Until then, DigitalGlobe will continue operating under a NextView contract that itself was modified Feb. 9, according to DigitalGlobe’s SEC filing. Under the new agreement, NGA will not extend NextView by nine months, to the end of 2010, but only by three months, to June 30. After that, the agency may extend the contract on a month-by-month basis through December.

With NGA revenue handled outside the NextView contract delayed by the U.S. government budget process, and revenue from the expected EnhancedView contract unlikely before late this year, DigitalGlobe will count on its commercial business and its government customers outside the United States in 2010, company officials said.

Unlike its government customers, DigitalGlobe’s commercial customers most often select images from the company’s extensive image library rather than send a request that a satellite be tasked to image a given location. Some 77 percent of the company’s commercial revenue comes from customers purchasing images from the DigitalGlobe library.

DigitalGlobe commercial revenue declined by 3.6 percent in 2009 compared with 2008, to $50.9 million. Company Chief Financial Officer Yancey L. Spruill said during the conference call that this business, which suffered during the global economic downturn, will increase by 15 percent in 2010.

DigitalGlobe has long said the WorldView-2 satellite will enable the company to harvest fresh business outside North America. Through its Direct Access Program (DAP), DigitalGlobe is able to contract with U.S. government-approved partners that represent government agencies and agree to pay DigitalGlobe minimum fees to access WorldView-2 in their territories.

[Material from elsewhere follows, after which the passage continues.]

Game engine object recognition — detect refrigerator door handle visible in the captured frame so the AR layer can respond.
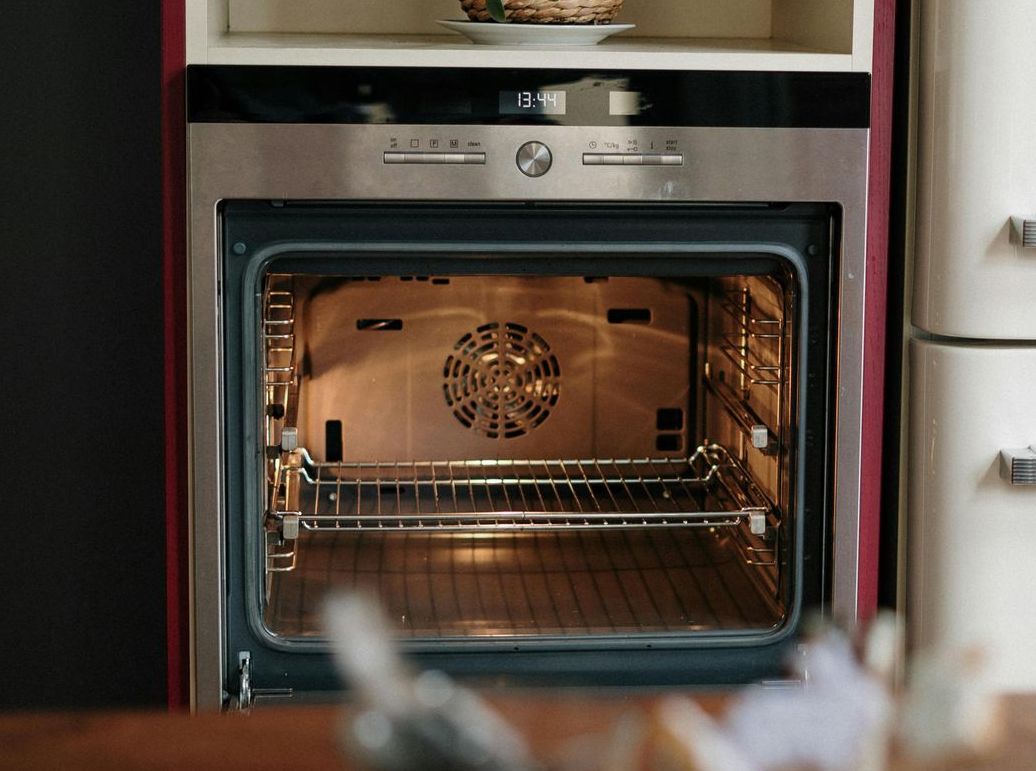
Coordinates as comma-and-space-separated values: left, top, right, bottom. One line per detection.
1011, 215, 1036, 249
1000, 445, 1036, 485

DAP partners are able to send commands to WorldView-2, and to receive imagery — under limits set by the U.S. government — directly in their operating territories.

DigitalGlobe has signed agreements with four DAP partners. Once these four have been equipped with WorldView-2 ground hardware, they will be paying DigitalGlobe a total of about $35 million per year.

But Smith said it can take six to 15 months after a DAP contract agreement before revenue begins to flow from the partner given how long it takes to build, install and commission the ground infrastructure. For that reason, she said, the four DAP agreements will not reach their cruising-speed payment rate of $35 million per year until late in 2010.

A fifth DAP partner is about to be put under contract, and DigitalGlobe has told investors to expect a total of seven to be secured by the end of 2010. Over time, seven DAP customers would be paying about $50 million per year in satellite-access fees to DigitalGlobe.

DigitalGlobe has structured its DAP contracts so that no more than 25 percent of the company’s satellite capacity in any given region is reserved by DAP customers.

DigitalGlobe operates two satellites — QuickBird and WorldView-1 — in addition to WorldView-2. The NGA’sNextView contract has booked almost all the capacity on WorldView-1.

For 2009, DigitalGlobe reported revenue of $281.9 million, up 2.4 percent over 2008 as defense customers, mainly the NGA, increased their business by 3.9 percent and more than offset the decline in commercial business. For 2010, DigitalGlobe forecasts revenue of $330 million to $360 million.

EBITDA, or earnings before interest, taxes, depreciation and amortization, was 60 percent of revenue in 2009, down from 64 percent in 2008.

Peter B. de Selding was the Paris bureau chief for SpaceNews.